The Worm has Identified Where Your AI Credentials Reside
Mini Shai-Hulud extends beyond CI secrets. Datadog Security Labs reported that the payload reads ~/.claude.json and exfiltrates it. It scans for 1Password and Bitwarden vaults, Kubernetes service accounts, cloud provider tokens, and shell history files where developers store API keys. StepSecurity’s analysis confirmed that Mini Shai-Hulud extracts Claude and Kiro MCP server configurations, which store API keys and auth tokens for external services. Developers using AI coding agents should be aware that the worm already knows where their credentials are located.

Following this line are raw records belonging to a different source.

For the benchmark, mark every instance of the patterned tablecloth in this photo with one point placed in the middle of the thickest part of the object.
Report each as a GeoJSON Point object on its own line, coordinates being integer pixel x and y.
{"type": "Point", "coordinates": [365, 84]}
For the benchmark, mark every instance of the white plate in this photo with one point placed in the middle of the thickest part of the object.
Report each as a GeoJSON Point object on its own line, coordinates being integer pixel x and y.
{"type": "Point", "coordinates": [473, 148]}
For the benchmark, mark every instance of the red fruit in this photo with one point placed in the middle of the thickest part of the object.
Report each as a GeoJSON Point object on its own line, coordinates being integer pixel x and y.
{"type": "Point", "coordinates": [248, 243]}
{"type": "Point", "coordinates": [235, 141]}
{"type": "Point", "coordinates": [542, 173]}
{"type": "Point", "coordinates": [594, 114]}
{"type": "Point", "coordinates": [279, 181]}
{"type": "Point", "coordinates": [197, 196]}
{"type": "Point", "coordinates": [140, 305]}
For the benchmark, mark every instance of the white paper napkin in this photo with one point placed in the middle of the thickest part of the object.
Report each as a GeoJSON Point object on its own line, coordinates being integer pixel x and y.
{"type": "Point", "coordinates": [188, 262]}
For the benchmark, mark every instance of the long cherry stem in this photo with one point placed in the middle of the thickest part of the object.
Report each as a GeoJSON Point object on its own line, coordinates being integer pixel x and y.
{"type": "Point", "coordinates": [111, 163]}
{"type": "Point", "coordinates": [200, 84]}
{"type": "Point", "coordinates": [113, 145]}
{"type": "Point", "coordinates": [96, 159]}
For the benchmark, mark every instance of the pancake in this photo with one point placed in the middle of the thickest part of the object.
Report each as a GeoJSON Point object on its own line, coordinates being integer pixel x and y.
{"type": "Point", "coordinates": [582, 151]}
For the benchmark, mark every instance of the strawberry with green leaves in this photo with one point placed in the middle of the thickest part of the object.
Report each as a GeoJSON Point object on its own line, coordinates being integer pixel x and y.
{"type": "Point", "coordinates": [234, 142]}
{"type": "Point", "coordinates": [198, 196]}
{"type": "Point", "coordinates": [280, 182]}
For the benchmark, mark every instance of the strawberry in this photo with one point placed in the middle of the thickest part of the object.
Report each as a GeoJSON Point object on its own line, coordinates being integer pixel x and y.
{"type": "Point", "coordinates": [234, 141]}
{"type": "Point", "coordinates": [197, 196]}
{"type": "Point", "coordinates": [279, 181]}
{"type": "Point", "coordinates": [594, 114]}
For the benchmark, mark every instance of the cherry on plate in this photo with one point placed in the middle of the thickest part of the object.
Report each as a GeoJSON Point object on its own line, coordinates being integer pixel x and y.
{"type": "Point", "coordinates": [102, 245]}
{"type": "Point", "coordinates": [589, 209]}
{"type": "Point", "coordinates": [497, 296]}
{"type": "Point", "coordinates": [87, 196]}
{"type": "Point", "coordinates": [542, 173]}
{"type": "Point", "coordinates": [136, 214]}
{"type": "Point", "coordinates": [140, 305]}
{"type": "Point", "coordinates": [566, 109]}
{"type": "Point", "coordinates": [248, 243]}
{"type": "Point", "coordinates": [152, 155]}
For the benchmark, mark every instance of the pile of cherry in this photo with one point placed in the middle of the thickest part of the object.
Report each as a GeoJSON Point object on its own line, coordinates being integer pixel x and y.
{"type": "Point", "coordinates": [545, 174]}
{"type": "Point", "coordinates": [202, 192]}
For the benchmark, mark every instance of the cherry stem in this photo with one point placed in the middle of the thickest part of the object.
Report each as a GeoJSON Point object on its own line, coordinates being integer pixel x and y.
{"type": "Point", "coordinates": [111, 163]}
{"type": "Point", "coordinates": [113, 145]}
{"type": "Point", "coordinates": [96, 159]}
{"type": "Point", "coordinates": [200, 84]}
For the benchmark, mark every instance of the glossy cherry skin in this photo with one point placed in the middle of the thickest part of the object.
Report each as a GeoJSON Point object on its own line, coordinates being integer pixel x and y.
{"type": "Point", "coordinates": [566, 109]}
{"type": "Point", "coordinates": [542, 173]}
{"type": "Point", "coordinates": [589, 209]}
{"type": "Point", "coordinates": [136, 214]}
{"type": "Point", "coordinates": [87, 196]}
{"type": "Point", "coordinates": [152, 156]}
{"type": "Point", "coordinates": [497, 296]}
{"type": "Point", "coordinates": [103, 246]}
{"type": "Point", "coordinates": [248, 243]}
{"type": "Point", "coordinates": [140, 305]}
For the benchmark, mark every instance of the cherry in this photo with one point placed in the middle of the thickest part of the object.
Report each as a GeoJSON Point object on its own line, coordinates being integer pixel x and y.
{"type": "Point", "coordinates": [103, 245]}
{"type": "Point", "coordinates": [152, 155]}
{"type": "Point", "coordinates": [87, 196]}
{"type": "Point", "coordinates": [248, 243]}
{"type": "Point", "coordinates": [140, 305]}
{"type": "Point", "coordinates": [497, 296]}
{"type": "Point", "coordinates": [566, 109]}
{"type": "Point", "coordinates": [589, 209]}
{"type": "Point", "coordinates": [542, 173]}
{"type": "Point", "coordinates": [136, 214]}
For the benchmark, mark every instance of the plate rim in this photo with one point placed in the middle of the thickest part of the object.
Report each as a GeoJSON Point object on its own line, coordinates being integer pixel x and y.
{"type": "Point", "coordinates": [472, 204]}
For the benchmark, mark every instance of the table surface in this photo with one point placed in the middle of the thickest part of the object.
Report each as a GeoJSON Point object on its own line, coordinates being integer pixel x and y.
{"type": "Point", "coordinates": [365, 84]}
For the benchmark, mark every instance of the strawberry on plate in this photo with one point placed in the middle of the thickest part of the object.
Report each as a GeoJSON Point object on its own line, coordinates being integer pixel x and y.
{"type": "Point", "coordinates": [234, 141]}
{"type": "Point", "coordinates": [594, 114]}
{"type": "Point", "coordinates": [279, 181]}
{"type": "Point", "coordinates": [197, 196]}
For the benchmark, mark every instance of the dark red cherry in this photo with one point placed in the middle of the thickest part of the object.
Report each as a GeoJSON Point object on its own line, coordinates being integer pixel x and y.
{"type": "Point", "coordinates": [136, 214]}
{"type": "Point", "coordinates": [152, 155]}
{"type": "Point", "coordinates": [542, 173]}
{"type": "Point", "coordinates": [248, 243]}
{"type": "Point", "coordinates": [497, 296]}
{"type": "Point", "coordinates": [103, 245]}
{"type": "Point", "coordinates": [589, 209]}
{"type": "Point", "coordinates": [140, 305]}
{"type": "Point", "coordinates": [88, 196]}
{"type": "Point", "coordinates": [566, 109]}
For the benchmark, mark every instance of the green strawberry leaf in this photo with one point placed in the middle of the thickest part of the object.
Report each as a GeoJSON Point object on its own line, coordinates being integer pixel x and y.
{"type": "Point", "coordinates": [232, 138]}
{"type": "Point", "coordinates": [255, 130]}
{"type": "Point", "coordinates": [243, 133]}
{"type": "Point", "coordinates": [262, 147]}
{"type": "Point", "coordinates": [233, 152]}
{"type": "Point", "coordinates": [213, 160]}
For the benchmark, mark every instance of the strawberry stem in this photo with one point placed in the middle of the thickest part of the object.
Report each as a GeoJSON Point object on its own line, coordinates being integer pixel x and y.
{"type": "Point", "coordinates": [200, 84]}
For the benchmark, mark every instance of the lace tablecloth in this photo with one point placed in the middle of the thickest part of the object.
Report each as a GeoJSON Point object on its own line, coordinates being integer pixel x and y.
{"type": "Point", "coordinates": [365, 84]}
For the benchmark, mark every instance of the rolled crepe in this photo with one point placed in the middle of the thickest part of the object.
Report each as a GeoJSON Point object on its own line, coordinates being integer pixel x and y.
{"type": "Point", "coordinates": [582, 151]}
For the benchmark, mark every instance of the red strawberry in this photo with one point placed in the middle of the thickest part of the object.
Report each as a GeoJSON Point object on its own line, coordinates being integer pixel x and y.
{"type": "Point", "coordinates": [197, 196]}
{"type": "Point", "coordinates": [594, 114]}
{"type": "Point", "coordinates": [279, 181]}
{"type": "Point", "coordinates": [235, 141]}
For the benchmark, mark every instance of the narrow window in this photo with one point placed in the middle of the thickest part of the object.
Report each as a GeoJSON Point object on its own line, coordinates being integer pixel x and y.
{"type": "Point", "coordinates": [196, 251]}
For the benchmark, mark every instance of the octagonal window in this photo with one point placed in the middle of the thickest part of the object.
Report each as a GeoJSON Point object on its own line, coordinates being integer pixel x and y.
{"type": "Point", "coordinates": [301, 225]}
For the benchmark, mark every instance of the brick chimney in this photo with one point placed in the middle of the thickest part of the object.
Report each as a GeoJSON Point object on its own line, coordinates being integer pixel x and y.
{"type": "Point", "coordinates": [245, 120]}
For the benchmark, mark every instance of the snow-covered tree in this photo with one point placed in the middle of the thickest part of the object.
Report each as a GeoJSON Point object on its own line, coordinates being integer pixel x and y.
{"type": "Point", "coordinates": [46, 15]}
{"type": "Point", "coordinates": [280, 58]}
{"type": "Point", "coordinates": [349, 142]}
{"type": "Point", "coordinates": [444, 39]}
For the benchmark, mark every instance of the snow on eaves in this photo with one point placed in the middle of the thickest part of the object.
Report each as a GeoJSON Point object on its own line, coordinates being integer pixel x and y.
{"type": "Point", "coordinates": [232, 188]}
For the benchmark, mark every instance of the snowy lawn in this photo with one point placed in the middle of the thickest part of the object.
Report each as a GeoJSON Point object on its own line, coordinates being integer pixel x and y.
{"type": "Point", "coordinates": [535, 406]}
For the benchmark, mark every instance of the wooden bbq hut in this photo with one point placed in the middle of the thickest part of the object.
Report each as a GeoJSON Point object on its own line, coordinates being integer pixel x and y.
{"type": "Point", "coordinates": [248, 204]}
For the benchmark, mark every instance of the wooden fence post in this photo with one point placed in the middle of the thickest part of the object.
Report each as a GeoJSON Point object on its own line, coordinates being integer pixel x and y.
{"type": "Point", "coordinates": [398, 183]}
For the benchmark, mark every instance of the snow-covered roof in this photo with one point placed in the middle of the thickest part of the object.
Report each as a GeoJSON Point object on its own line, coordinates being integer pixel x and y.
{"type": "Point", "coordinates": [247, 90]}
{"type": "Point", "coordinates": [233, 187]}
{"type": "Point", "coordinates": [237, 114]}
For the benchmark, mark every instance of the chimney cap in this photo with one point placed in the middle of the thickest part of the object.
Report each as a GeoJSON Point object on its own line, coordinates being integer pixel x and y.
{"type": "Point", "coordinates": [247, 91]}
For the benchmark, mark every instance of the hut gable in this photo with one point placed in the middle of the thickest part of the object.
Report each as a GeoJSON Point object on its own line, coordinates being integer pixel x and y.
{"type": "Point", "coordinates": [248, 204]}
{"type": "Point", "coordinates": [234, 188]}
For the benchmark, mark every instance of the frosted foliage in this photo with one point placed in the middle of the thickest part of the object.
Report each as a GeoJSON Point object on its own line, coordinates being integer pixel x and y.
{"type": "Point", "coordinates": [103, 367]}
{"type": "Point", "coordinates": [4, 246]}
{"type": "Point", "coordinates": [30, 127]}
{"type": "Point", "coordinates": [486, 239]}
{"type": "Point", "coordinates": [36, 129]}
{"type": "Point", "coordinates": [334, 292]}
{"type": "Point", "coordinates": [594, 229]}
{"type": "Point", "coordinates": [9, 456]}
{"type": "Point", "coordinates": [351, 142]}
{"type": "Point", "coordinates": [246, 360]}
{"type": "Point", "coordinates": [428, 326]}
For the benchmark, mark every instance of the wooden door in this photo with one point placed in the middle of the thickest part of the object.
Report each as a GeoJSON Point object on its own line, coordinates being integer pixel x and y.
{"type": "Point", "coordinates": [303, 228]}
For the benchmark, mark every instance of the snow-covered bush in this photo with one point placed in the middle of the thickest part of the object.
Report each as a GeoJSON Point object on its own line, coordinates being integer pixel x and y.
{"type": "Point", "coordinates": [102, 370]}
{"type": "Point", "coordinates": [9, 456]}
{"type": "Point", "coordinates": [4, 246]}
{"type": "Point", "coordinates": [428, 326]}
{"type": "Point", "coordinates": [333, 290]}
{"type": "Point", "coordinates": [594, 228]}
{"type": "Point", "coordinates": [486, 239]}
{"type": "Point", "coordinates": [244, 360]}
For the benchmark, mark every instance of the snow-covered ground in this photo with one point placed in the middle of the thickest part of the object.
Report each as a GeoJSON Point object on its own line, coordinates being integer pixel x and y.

OpenAI, Anthropic, and Meta will continue to issue system cards, fund red-team competitions, and pass model evaluations. However, these actions alone will not prevent the next worm from exploiting release.yml vulnerabilities.
The TanStack postmortem team clearly stated: modern supply-chain defenses are crucial but insufficient by themselves. Teams need to proactively identify and address workflow gaps rather than solely relying on the security features of their tools.